Happy to help. If I were you, I wouldn't do that because you'd be
confusing the sufficient for necessary conditions. In question 15, we
know that R is in a cage, so R being in a cage is the sufficient
condition. It's best to just work from what question 18 gives us.

We're told that S is exhibited. What must be true?

Based on rule 2, we know that any two birds that are both of the same
sex and of the same kind as each other can't be caged together. Q, R,
and S are all male parakeets. If S is exhibited, this means that Q and
R must both be in cages since none of these birds can be caged
together. This leads us to (E), which says R is assigned to a cage.

Does this make sense?
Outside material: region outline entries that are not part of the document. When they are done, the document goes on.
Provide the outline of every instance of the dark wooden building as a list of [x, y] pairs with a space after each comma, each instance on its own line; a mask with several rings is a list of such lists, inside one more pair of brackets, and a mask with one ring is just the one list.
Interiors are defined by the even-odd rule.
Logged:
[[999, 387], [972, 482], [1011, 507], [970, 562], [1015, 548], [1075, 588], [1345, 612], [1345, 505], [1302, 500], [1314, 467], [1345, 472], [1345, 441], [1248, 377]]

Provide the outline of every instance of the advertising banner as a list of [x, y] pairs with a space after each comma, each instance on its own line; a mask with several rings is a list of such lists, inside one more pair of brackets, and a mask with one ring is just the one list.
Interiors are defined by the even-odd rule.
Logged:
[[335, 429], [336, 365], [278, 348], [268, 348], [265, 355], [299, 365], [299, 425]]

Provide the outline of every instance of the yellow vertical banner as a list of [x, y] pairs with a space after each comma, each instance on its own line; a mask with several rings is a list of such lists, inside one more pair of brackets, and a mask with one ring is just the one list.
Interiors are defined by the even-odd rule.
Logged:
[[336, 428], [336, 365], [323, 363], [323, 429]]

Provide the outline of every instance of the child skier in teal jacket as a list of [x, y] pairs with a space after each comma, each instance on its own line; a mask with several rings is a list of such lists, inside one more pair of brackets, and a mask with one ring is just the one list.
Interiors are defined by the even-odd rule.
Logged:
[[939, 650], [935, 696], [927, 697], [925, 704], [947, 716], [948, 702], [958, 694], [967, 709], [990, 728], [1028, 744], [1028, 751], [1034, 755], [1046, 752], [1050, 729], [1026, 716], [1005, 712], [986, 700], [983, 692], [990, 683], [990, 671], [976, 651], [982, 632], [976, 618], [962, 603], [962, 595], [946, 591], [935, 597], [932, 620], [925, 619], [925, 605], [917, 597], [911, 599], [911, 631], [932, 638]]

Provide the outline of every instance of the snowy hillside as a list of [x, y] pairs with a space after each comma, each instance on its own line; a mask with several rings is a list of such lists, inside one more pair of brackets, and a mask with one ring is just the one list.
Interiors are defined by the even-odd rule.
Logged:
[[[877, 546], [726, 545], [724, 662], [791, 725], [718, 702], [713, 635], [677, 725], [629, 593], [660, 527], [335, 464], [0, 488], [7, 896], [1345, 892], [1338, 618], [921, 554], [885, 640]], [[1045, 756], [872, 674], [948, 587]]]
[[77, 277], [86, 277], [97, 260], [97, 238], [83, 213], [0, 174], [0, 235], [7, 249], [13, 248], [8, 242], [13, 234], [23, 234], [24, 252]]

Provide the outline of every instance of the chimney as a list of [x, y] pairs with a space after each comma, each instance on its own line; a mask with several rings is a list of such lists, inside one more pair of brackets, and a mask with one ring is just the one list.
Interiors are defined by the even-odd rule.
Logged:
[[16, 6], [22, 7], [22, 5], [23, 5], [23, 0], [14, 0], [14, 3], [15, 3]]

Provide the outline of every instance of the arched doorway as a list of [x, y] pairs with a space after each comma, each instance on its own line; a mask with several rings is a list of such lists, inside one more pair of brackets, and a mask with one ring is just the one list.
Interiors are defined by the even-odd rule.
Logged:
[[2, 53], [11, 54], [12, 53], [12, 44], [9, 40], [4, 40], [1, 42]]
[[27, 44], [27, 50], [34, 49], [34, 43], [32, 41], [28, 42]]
Let us know if you have any more questions!

elawrencehenderson June 17, 2020

So, when the prompt refers to birds of the same sex and breed being unable to be caged together that also extends to being unable to be exhibited together? Is exhibition not different than being caged?

rachelsilver July 11, 2020

I am also wondering why S and R can't be exhibited together (in different pairs)? In the answer explanation video, it refers to question 15 to show R not caged but that is only a could be true scenario. I can't find any restrictions that indicate R must be in a cage?

rachelsilver July 11, 2020

*to Q15 to show R caged

Erica July 28, 2020

R must be caged, because exhibitions are always 1m & 1f. PM: Q,R,S & PF: T,W. One of the rules states that if J or W are exhibited then S cannot. Contra positive is If S is exhibited then J & W cannot. S is being exhibited, and T must be its partner. Therefore, R must be caged, because the only other PF is W, which cannot be exhibited along side S.

Hope that simplifies it!

Dieg) December 18, 2021

This helps, thank you, Erica. I suspect they just missed this in the video bc it seems important to point out

Ravi February 7, 2022

Erica's comment is on the money. @Dieg), I'm happy you were able to sort things out!